Sister Maryann traces her introduction to Montana to her days as a student at the College of Great Falls (CGF), where she earned a BA degree in education and English in 1953. After teaching elementary and secondary school, she returned to Montana as a professor in the English department of her alma mater, where she served for 19 years. She was invited to teach in Japan and was an advisor to Japanese students at CGF. In 2000, the University of Great Falls Alumni Association presented her with the Alumni Recognition Award for outstanding leadership, professional achievement and scholarly work.
Sister Ann Dolores is a Montana native, born in Havre, and lived in the state for much of her life. She was educated at St. Thomas School in Great Falls, where her father arranged for his children to be cared for after the death of their mother at 35. She spent classes in summer sessions at CGF to earn a degree like so many other Sisters of Providence, and then became an elementary school teacher. She delighted in the fact that the classroom she and other first- and second-grade boarders were taught in at St. Thomas Home in 1944-45 was the very same one she was assigned to teach first graders in nine years later.
She later was a high school teacher, principal and office manager at Sacred Heart Academy in Missoula and Central Catholic High School in Great Falls. She served in ministry at the College (University) of Great Falls for 19 years, in institutional research, the registrar’s office and financial aid. Upon her retirement, she was presented at the 1992 commencement with the Emilie Gamelin Award “for dedicated service to the College of Great Falls in the spirit and example of Mother Emilie Gamelin.”

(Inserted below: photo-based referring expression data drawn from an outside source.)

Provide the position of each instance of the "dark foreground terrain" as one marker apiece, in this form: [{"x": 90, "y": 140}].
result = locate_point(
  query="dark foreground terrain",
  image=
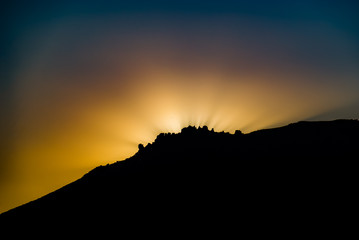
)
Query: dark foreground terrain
[{"x": 298, "y": 176}]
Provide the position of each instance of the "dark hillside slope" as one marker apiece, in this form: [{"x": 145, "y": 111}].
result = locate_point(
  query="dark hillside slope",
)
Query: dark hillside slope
[{"x": 201, "y": 175}]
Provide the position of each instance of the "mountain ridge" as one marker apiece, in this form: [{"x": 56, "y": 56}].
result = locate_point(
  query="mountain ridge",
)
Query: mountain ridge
[{"x": 180, "y": 174}]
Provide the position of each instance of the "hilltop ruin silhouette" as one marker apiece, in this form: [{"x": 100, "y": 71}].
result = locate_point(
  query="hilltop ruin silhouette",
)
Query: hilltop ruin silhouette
[{"x": 203, "y": 175}]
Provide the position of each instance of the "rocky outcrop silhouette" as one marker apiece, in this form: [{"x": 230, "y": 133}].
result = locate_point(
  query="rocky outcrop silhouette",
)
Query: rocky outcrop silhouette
[{"x": 207, "y": 177}]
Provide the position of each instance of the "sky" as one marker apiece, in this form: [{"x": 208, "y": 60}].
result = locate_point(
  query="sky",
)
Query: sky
[{"x": 84, "y": 82}]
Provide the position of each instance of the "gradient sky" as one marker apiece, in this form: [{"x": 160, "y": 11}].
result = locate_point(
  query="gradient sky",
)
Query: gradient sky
[{"x": 84, "y": 82}]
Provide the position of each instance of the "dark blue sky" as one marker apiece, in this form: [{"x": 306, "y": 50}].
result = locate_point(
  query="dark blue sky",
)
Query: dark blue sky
[{"x": 84, "y": 82}]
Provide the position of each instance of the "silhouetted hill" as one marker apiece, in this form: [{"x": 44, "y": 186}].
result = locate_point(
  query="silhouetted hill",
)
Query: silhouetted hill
[{"x": 303, "y": 171}]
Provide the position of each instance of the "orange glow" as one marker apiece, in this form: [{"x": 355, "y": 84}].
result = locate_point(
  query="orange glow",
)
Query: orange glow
[{"x": 70, "y": 121}]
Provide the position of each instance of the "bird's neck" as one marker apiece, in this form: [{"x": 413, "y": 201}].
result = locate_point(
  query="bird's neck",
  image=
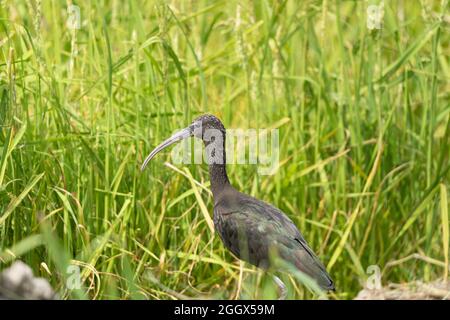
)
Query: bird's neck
[
  {"x": 219, "y": 179},
  {"x": 216, "y": 154}
]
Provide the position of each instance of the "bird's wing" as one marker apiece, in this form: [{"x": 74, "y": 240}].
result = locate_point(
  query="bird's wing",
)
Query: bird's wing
[{"x": 262, "y": 227}]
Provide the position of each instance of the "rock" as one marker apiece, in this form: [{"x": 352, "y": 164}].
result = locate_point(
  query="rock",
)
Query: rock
[{"x": 18, "y": 282}]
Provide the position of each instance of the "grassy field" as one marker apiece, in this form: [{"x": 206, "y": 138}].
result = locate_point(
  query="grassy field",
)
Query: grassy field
[{"x": 363, "y": 117}]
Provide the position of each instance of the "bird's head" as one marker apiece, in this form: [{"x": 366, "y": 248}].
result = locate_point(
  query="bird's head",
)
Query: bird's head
[{"x": 206, "y": 127}]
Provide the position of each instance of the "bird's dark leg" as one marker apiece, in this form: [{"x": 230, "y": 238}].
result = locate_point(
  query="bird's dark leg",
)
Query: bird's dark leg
[{"x": 282, "y": 288}]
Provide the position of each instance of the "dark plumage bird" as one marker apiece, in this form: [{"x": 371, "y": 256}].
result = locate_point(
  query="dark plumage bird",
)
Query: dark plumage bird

After their retirement, the two housemates threw open their hearts and home to people who needed but could not afford assistance with writing applications and essays, editing and occasional translating. Sister Maryann also mentored writers and teachers, including some of her former students. Sisters Maryann and Ann Dolores stayed in Montana for as long as they could, until the demands of age and infirmity led them to accompany Provincial Leader Judith Desmarais to their new home at St. Joseph’s Residence in Seattle. Their days are spent with the sisters there, but no doubt Montana figures prominently in their dreams.